Edito #6
Pour quelques barils de plus…
Publié le 7 mai 2024
Vous avez aimé les puits de pétrole de Vermilion dans la forêt de la Teste-de-Buch en Nouvelle-Aquitaine ? Vous allez adorer ceux de Brigde Energies dans la vallée de Lunain en région parisienne.
Le journal Libération publiait hier une enquête édifiante sur de nouveaux projets de forages pétroliers en Seine-et-Marne, et à ce stade, il est permis de se demander si le climatoscepticisme n’est pas l’idéologie officielle du régime actuel. Climatoscepticisme honteux, mais climatoscepticisme tout de même.
Mais d’abord, les faits : on apprend donc que dans les derniers jours de 2023, la Première ministre Elisabeth Borne – avec le concours du ministre de l’Économie Bruno Le Maire et de celle qui occupait alors le poste de ministre de la Transition énergétique (!), Agnès Pannier-Runacher – autorisait discrètement l’extension de la concession de la société pétrolière Bridge Energies.
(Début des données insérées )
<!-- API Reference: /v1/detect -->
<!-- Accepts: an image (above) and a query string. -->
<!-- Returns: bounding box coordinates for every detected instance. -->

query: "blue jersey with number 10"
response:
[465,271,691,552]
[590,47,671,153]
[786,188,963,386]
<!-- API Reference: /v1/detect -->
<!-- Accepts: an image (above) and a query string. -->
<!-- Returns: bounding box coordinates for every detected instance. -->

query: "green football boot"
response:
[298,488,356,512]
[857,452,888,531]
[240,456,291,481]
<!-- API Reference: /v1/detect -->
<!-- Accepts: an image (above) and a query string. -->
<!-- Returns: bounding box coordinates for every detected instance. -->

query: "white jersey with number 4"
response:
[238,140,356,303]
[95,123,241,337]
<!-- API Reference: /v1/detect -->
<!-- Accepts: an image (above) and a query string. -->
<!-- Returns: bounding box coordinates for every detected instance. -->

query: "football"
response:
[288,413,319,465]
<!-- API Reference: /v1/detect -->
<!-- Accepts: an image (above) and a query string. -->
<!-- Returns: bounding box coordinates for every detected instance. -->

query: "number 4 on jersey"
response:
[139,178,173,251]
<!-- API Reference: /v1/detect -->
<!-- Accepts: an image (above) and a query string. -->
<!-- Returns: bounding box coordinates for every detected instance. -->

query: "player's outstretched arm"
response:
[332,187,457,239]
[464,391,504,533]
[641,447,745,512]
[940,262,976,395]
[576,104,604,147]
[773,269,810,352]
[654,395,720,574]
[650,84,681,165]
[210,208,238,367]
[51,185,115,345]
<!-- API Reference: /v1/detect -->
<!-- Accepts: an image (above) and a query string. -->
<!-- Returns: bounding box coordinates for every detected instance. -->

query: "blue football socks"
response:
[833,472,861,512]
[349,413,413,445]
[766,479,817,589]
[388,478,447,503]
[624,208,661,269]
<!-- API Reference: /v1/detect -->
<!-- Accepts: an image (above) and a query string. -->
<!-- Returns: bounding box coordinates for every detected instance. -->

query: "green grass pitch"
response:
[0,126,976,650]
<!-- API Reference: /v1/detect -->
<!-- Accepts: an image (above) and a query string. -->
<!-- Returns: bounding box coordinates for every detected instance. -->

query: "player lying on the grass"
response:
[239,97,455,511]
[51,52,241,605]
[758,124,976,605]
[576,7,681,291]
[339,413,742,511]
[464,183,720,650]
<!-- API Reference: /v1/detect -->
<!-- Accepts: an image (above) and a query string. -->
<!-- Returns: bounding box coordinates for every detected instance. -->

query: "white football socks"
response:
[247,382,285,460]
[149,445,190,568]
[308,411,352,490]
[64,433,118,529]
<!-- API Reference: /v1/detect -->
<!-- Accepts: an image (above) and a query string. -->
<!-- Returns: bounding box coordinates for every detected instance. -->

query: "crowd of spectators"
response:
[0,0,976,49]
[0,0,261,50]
Cette dernière pourrait désormais exploiter une surface cinq fois supérieures à cinq kilomètres au sud de la forêt de Fontainebleau.
Mais l’affaire ne s’arrête pas là : la préfecture de Seine-et-Marne autorise en plus l’ ouverture de deux nouveaux puits de pétrole près du village de Nonville, forages qui permettraient à Bridge Energies de doubler son niveau de production. Un projet dans l’air du temps : extraire deux fois plus de brut de notre sous-sol, c’est en effet l’urgence si la France veut tenir son objectif de neutralité carbone à horizon 2050…
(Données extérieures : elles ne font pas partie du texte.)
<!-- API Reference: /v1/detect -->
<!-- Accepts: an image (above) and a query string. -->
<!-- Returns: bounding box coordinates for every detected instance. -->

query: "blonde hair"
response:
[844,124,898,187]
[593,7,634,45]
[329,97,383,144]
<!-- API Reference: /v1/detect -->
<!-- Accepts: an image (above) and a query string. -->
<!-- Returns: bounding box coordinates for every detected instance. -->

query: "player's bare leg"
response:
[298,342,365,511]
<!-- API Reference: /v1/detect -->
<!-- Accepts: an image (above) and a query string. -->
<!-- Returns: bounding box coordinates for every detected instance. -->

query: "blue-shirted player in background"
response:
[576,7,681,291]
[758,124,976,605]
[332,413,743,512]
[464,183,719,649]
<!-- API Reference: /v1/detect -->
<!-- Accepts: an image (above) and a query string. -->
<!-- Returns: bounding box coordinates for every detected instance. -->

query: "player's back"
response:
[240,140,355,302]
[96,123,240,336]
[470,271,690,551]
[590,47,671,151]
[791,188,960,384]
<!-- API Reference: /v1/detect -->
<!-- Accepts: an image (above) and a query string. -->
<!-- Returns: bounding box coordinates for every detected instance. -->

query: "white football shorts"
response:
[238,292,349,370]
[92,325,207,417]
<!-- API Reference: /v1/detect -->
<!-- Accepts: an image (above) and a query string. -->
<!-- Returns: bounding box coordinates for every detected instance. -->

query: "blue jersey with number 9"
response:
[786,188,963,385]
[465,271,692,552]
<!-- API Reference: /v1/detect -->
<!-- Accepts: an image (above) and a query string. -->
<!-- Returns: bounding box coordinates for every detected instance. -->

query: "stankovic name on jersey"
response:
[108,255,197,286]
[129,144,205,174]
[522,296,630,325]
Mais attendez, l’histoire n’est toujours pas terminée : le projet implique de forer à 1 500 mètres de profondeur, à travers la nappe phréatique qui alimente en eau potable 180 000 franciliens, depuis les communes limitrophes jusqu’à plusieurs arrondissements parisiens. Un risque intolérable, qui pousse aujourd’hui l’écologiste Dan Lert, président de la régie Eau de Paris et adjoint en charge de la Transition écologique à Paris, à attaquer la décision devant les tribunaux.
Extraction pétrolière et pollution des ressource en eau : nous sommes face à un crossover cauchemardesque.
Mépris des habitants des communes alentours (évidemment opposés aux forages), dévastation potentielle des écosystèmes naturels (la rivière du Lunain est classée Natura 2000), risque sanitaire inconsidéré pour des centaines de milliers d’habitants et bombes climatiques : nous sommes même face à un condensé de la crise écologique à petite échelle.
En revanche, la lâcheté et l’hypocrisie des responsables politiques qui autorisent encore la poursuite de ce genre d’entreprises climaticides opère, elle, à grande échelle.